Essential fatty acids are required to help friendly bacteria stick to the gut wall and support the efficiency of hormones and brain chemicals, including serotonin. For a boost of healthy fats, slice avocado into your salad or onto your morning toast, drizzle with olive oil and add wild salmon. Mix poached wild salmon with horseradish and plain yogurt to make a mood-supporting paté.

Protein is rich in zinc and tryptophan, which boost serotonin levels. Dip steamed asparagus into boiled eggs as a morning mood enhancer. Grains such as quinoa are full of protein, minerals such as magnesium, and B vitamins, needed to produce anti-anxiety brain chemicals. Use quinoa as an alternative to rice or wheat pasta (research highlights the link between gluten sensitivity, gut health, inflammation and depression). Lean proteins, such as fish and chicken, provide a complete mix of amino acids – the building blocks of neurotransmitters, including serotonin and dopamine.

Lifestyle assistance

Downtime: It is easy to overcommit, where output outweighs input. We are left with scant time for rest and nurturing. Quiet, restorative time is not laziness; in fact, plotting rejuvenation into your diary is essential. Experiment with choosing a few nights a week when you have a break from social media and your phone. Have a bath, practise yoga or make a nourishing meal.

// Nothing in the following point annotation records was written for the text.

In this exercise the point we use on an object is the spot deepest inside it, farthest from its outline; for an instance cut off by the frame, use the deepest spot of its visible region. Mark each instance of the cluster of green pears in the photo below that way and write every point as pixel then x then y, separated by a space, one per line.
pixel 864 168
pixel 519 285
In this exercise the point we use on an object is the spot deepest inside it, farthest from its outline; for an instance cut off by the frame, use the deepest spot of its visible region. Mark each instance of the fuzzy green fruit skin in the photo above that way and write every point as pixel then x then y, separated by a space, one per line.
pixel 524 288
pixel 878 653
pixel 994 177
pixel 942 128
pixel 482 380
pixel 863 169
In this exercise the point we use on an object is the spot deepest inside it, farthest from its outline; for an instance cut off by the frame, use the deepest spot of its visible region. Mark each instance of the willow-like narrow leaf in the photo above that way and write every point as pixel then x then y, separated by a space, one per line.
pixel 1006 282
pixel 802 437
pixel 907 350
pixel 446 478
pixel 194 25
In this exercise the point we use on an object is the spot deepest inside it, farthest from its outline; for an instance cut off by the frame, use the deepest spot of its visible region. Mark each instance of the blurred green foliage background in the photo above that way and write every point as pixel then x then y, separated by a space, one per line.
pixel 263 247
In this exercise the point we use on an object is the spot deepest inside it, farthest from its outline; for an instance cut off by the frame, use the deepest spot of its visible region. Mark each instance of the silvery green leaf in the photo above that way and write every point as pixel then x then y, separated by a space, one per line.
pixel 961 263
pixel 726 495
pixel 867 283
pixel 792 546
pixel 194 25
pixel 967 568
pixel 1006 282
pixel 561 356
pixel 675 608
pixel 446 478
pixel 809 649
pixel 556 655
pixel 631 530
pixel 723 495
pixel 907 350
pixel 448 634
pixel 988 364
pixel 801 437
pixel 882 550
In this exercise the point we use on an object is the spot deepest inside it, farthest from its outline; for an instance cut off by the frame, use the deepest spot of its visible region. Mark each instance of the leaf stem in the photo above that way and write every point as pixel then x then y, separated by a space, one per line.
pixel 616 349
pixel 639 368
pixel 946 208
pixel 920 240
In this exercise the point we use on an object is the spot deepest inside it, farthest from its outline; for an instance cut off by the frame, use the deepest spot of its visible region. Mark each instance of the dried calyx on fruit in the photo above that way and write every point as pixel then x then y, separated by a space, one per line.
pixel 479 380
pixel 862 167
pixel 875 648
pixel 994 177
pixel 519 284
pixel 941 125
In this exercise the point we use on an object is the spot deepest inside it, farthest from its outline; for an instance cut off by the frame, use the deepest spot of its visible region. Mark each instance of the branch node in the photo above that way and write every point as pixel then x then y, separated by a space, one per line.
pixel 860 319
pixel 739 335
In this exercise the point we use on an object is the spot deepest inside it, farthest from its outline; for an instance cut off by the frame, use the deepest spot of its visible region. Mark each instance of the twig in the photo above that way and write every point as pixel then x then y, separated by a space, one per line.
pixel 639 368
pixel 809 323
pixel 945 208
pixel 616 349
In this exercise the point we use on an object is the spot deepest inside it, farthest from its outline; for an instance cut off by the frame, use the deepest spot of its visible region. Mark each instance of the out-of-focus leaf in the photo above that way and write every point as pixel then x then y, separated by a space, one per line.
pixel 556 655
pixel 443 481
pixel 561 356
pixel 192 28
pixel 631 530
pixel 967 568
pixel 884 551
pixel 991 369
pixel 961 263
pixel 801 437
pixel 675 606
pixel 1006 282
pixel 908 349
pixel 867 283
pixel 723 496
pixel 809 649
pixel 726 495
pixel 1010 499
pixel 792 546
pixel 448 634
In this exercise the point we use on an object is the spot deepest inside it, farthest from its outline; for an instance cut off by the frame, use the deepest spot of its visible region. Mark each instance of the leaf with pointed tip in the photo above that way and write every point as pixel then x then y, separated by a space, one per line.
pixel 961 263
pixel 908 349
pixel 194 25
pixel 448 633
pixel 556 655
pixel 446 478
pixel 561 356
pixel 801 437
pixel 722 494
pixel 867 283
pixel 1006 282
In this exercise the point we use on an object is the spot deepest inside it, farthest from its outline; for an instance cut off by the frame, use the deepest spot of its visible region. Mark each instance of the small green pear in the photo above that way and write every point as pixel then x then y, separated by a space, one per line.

Sleep quality: Restful sleep regulates appetite and hormone production, and has a qualitative effect on mood and resilience to stress. Turn down bright lighting and surround yourself with dim, calm light. To support the rise of the sleepy hormone, melatonin, reduce exposure to blue light from TVs, phones and computers. Try relaxing magnesium or ashwagandha as a sleep aid. 

Our expert, Henrietta Norton, is a registered nutritional therapist, a women’s wellbeing writer and expert, and co-founder of food-grown supplements brand Wild Nutrition.